Wacholder (Juniperus communis)
Juni-perus = für immer jung
Mythologie
Der Wacholder, auch Kranebitt oder Ruchholder genannt, wurde als weiblicher Baum verehrt und galt als Symbol für Reinigung und Erneuerung. Seine Beeren brauchen drei Jahre zum Reifen – Sinnbild für Leben, Tod und Wiedergeburt. Er galt als Jungbrunnen und stärkt besonders in der kalten Jahreszeit den Körper. Auf seelischer Ebene verbindet der Wacholder uns mit unserer Ahnenlinie – mit unseren Wurzeln.
Heilkunde
Wacholder war das Desinfektionsmittel der Vorfahren. Im Himalaya bedeutet das Wort für „Wacholder“ und „Räucherung“ dasselbe. Die Beeren regen die Verdauung an, aktivieren die Nieren, reinigen den Körper von Bakterien, Viren und Stoffwechselrückständen und stärken die Abwehrkräfte. Zugleich wirken sie konservierend: Fleisch und Fisch, die mit Wacholder behandelt wurden, blieben länger frisch.
Brauchtum
In Südtirol war es Brauch, am Martinitag (11. November) Wacholderzweige zu schneiden und damit Kühe, Pferde und Ziegen zu segnen. In den Rauhnächten wird er bis heute verräuchert; Säuglinge hielt man kurz über den Rauch, um sie zu reinigen und zu beruhigen. Auch zu Pfingsten, Walpurgis, in den Rauhnächten und in der Weihnachtszeit gehörte der Wacholderrauch ins Haus. Der Wacholder war dem Heiligen Rochus geweiht, dem Schutzpatron gegen Pest und Seuchen. Zum Räuchern mischte man Wacholderbeeren mit Engelwurz, Bibernell und Baldrian – eine kraftvolle Mischung zum Schutz von Haus und Hof.

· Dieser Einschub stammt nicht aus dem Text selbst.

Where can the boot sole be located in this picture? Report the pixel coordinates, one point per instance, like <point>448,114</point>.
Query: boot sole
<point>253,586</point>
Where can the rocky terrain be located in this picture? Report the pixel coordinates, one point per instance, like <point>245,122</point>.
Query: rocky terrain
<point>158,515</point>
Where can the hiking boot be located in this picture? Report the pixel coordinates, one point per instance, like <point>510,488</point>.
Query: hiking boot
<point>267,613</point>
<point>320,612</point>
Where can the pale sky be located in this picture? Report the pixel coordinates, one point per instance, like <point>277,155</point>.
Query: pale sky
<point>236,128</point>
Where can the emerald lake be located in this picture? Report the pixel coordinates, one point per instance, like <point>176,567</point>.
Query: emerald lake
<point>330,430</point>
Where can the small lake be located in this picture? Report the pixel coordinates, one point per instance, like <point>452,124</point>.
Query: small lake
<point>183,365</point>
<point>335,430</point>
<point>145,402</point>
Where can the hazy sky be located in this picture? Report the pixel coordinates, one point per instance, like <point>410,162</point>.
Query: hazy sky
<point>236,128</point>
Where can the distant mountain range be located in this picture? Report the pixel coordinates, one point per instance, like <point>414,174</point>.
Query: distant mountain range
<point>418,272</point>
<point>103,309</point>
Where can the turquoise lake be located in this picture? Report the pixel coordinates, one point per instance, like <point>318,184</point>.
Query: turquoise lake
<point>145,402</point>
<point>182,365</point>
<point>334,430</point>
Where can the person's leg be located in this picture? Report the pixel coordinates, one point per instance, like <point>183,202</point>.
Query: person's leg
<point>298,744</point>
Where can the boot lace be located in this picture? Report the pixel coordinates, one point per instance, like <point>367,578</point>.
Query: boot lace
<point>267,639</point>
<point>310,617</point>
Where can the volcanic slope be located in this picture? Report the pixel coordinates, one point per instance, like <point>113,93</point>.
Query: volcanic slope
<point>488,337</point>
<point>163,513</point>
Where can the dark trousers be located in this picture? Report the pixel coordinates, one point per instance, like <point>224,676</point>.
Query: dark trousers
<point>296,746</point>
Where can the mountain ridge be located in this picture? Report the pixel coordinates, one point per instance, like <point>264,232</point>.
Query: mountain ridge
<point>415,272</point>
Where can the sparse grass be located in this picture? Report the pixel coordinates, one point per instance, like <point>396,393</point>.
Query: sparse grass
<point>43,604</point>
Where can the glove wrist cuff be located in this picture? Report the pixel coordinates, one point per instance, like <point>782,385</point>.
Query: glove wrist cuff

Farn (Dryopteris Arten) Wurmfarn
Mythologie
Der Farn war in alten Zeiten eine Zauberpflanze. Er galt als Bestandteil vieler Heilmittel und Rituale und wurde wegen seiner unsichtbaren Wirkung hoch geschätzt. Wo Farn wächst, sind Orte der Stille und des Übergangs. Zur Sommersonnenwende glaubte man, der Farn entfalte seine magische Blüte. Wer in dieser Nacht den Farnsamen fand, sollte unsichtbar werden oder Glück und Reichtum erlangen. Ein Amulett aus Farnwurzel, zur Wintersonnenwende gegraben, schützte vor Verwundung und Krankheit. Farnwedel galten als Schutz gegen dunkle Mächte und sie riefen die Engel an in langen Winternächten. Auch versprachen sie Glück, Wohlstand, Liebe und Kindersegen.
Heilkunde
Der Wurmfarn wurde früher gegen Bandwürmer eingesetzt, doch seine starke Wirkung machte ihn gefährlich – heute wird er innerlich nicht mehr verwendet außer in der Homöopathie. Im Volksglauben hieß es: Das Farnkraut hält alles frisch, was darauf gelagert wird – Käse, Quark, Äpfel oder Birnen blieben länger haltbar. Fischer legten ihren Fang darauf, damit er nicht verdarb, Bauern legten ihre Butter und den Topfen darauf. Wer im Wald übernachtete, deckte sich mit Farnwedeln zu – sie hielten warm. Getrocknete Wedel, in Kissen gestopft, linderten Ischias, Rückenschmerzen und Wadenkrämpfe. Unsere Vorfahren stopften sogar ihre Strohmatratzen mit Farn – für Wärme, Weichheit und Schutz.
Brauchtum
Zur Johannisnacht legte man Farnkraut in Haus und Stall, um böse Geister fernzuhalten. Es wurde auch als Schutzkraut bei Geburten und Hochzeiten verwendet. Bis heute steht der Farn in Volksmärchen für Geheimnis, Glück und die Kraft des Neubeginns.